Antonio Carlos Pereira-MenautPor Antonio-Carlos Pereira Menaut, Profesor de Derecho Constitucional de la Universidad Santiago de Compostela

Cuando se trata de debatir sobre autodeterminación, hacerlo en una narrativa jurídico-positiva está bien, pero luego viene la realidad: en las banderas de los rebeldes norteamericanos en 1776 no se leían preceptos legales sino Appeal to Heaven y Don’t Tread on Me. En efecto, también el derecho de secesión niega la premisa mayor de cualquier ordenamiento jurídico estatista: la capacidad de la constitución para generar una obligación política en el territorio que aspira a autodeterminarse. La Carta de las Naciones Unidas se propuso “fomentar entre las naciones relaciones de amistad basadas en el respeto al principio de […] la libre determinación de los pueblos” (art. 1.2), pero pocos estados ven ahí un fundamento para la autodeterminación de una parte de su propio territorio (y no por casualidad, pues ese texto no lo promovieron unos pueblos sin estado sino unos estados favorables a la autodeterminación de las colonias de otro).

Prueba de que el derecho positivo llega hasta donde llega y no más es que si Quebec puede libre y pacíficamente intentar separarse, no es porque la Constitución de Canadá permita la secesión, que no permite (ni prohíbe, para ser exactos); o dicho de otra manera, no es porque el Derecho positivo canadiense encauce el asunto de una manera más satisfactoria que el de otros países. O tómese el caso de Escocia: si el conflicto sobre su independencia está siendo conducido pacíficamente no es porque la Constitución británica la reconozca, sino porque los actores políticos son anglosajones (y además de momento tienen el buen acuerdo de no judicializar el asunto).

Con todo, un Derecho positivo bueno es más útil que otro torpe o poco realista. La Constitución de Texas, ahora de moda, dice que “es un estado libre e independiente, sometido sólo a la Constitución de los Estados Unidos”, y que “la perpetuidad de la Unión depende de la íntegra preservación de [su] derecho al autogobierno” (art. 1.1), con lo que da pistas para saber cuándo se activaría el derecho de secesión. La Constitución alemana da muchas pistas en su relación con la UE; por un lado dice que Alemania es parte de la Unión y cómo serán la UE y su Banco Central (arts. 23 y 88); por otro, traza unas líneas rojas que nadie, ni la UE, puede traspasar (art. 79.3). Su Tribunal Constitucional ha dibujado repetidamente más líneas rojas y mínimos de la estatalidad alemana, y ha dicho que Alemania podría, si quisiera, retirarse de la UE. (Advirtamos que aunque Karlsruhe ha articulado todo eso muy elaboradamente, para sonrojo de alguno de sus homónimos, nosotros no somos partidarios de judicializar problemas políticos).

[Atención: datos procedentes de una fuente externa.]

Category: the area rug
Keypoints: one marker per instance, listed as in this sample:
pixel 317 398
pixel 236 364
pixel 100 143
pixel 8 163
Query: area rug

En todos esos casos, uno se pregunta qué hay detrás. Hay una cultura jurídico-política de covenant, contrato o pacto que en España, hoy, apenas existe, ni encuentra mucha base en el texto constitucional. Una Constitución debe ser un pacto de límites con el poder: si éste los traspasa, cesará nuestra obligación política y quedaremos libres en proporción a la calidad y magnitud de la transgresión.

Pero, y si el poder respeta el pacto, ¿no se podrá activar el derecho de autodeterminación? ¿No cabe derecho a la secesión sin causa, sólo por libre voluntad de un pueblo? Dejemos aparte que si no hay causa, si ambas partes están felices, pocas veces se planteará la independencia. (Canadá estaba a gusto en el Imperio, pero la distancia y otros factores aconsejaban más y más autogobierno, y la política de Londres era preparar a las colonias para el autogobierno, sin excluir la independencia). Mi respuesta sería que sí. Pero esto nos obligaría a distinguir entre comunidades políticas basadas en el consentimiento y comunidades políticas basadas en la necesidad, personalistas y territorialistas, con competencia universal o competencias parciales, todo lo cual se quedará para mejor ocasión.